# Further down the Rabbit Hole



## GunMonkeyIntl (May 13, 2013)

I’ve now printed two 10-22 receivers, and have 500 rounds on one and 200 on the other. I’m pretty well convinced that, as long as you take some care putting them together, 3D print in common PLA (the default corn-based 3D printing polymer) is perfectly suitable for that design.

The next logical step was an AR or a Glock. Since I most decidedly don’t Glock, the Modern Musket it was.

This design is a consortium effort called the Anderson Hellfire. Just sticking a CAD model of an AR into a “slicer” program to generate g-code for a 3D printer results in a receiver that peels itself apart in short order. This version is specifically designed around the strengths and limitations of layered polymer. The receiver-proper, receiver extension tower, and front takedown pin trunion (the three areas that take unique forces on an AR lower) are all printed on separate planes and bolt together with tensioning screws (also printed).

I got this printer dialed in to the point that the parts came off the plate and went together with only minor tweaking.









I put four mags/120 rounds through it, suppressed (so it was getting extra pressure and gunk into the receiver) and I can’t see a problem. I think I’m going to take it to 1,000 rounds, and then see where it needs attention. I don’t want to get in front of my headlights, but I can see this becoming a practical solution to the 80% vs. 0% lower problem that’s coming.


----------



## StL.Ed (Mar 6, 2011)

Is that an Ender 3 V2? I've just started playing with an Ender 3 Max and PLA+.
Might need to start looking for some files that are more interesting than the ones I've been using.


----------



## GunMonkeyIntl (May 13, 2013)

StL.Ed said:


> Is that an Ender 3 V2? I've just started playing with an Ender 3 Max and PLA+.
> Might need to start looking for some files that are more interesting than the ones I've been using.


It is. I’ve done a few minor, but considered necessary, upgrades (all metal extruder, better Bowden tube, bed springs and wheels), I also just added the auto-leveler, and compiled a custom firmware for it.

Most of what I’ve used is PLA+ as well. I’ve been buying the eSun off Amazon. It comes well-reviewed, and isn’t really any more expensive than PLA- about $22-24/kg.


----------



## NRA_guy (Jun 9, 2015)

Nice! But the ATF monitors everything. They will probably be knocking on your door (with a battering ram).


----------



## GunMonkeyIntl (May 13, 2013)

NRA_guy said:


> Nice! But the ATF monitors everything. They will probably be knocking on your door (with a battering ram).


Why? They have my prints on file for the silencer, and they know where it lives. Homemaking receivers is perfectly legal (at least where I live).


----------



## 50ShadesOfDirt (Nov 11, 2018)

How do you monitor 330 million Americans? You can intimidate and such, but you can't monitor that many ... attempting to do so swells the "bypass the speedbump" effort, where new methods and tools abound.

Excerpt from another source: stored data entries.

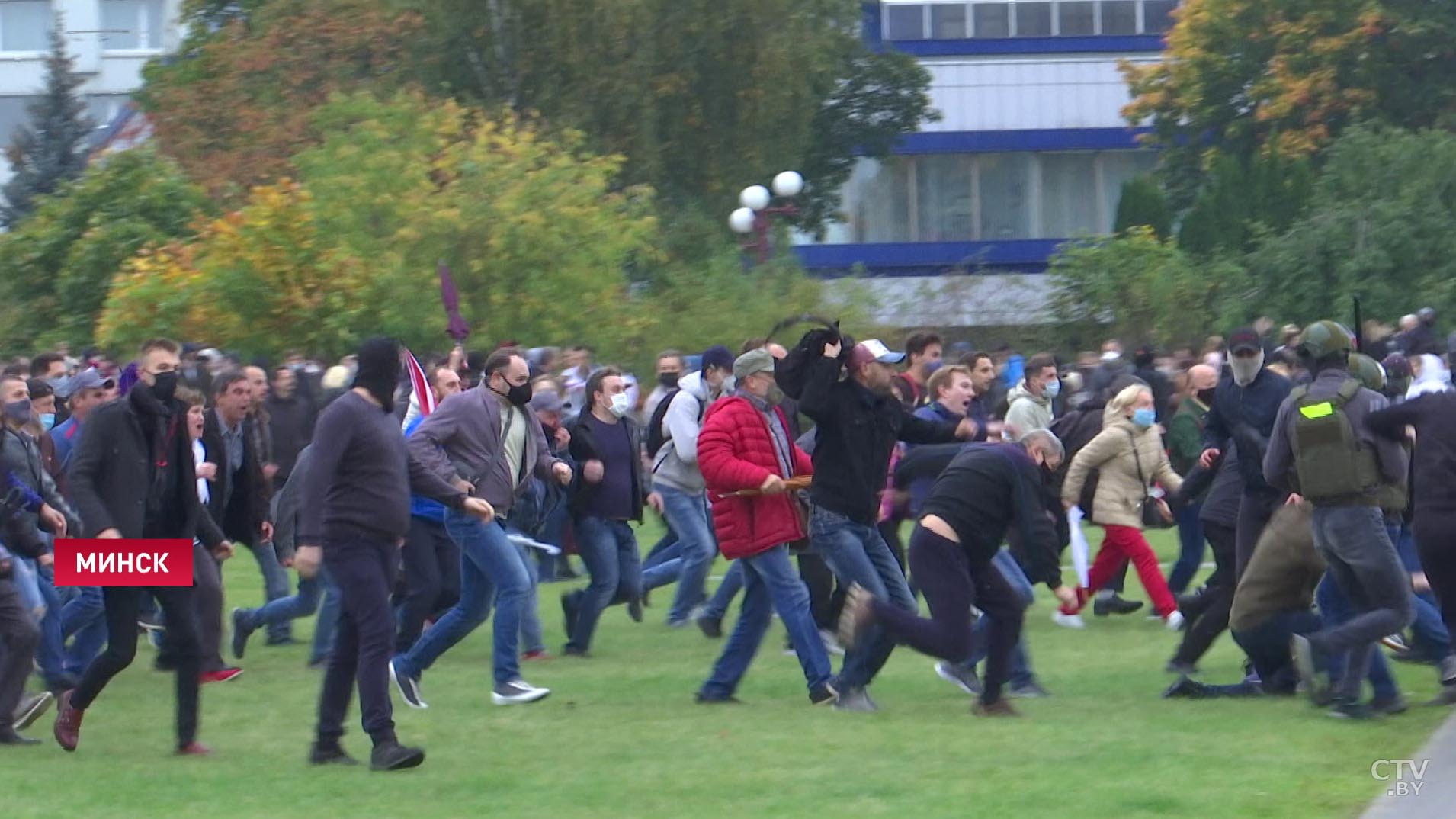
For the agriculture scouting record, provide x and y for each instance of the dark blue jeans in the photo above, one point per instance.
(769, 585)
(696, 548)
(1190, 548)
(491, 569)
(611, 553)
(857, 553)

When portions of sales stop due to bans, this is where I'll be applying maker skills, and it's impressive to see GunMonkeyIntl has got it done already ... thanks!


----------



## GREENCOUNTYPETE (Jul 25, 2006)

looking good ,


I was thinking January of 2020 of drawing up plans for a all metal zero% grease gun style that could be made with tools you would commonly have in the garage , most people don't lack the skill to make something to a plan at least not around here the home of so many machine shops they lack the knowledge to understand all the forces at work and make it safe and understand where to make cuts and drill holes.

the 3d printer makes it even easier 

we played with some 3d printed 

plan to do more


----------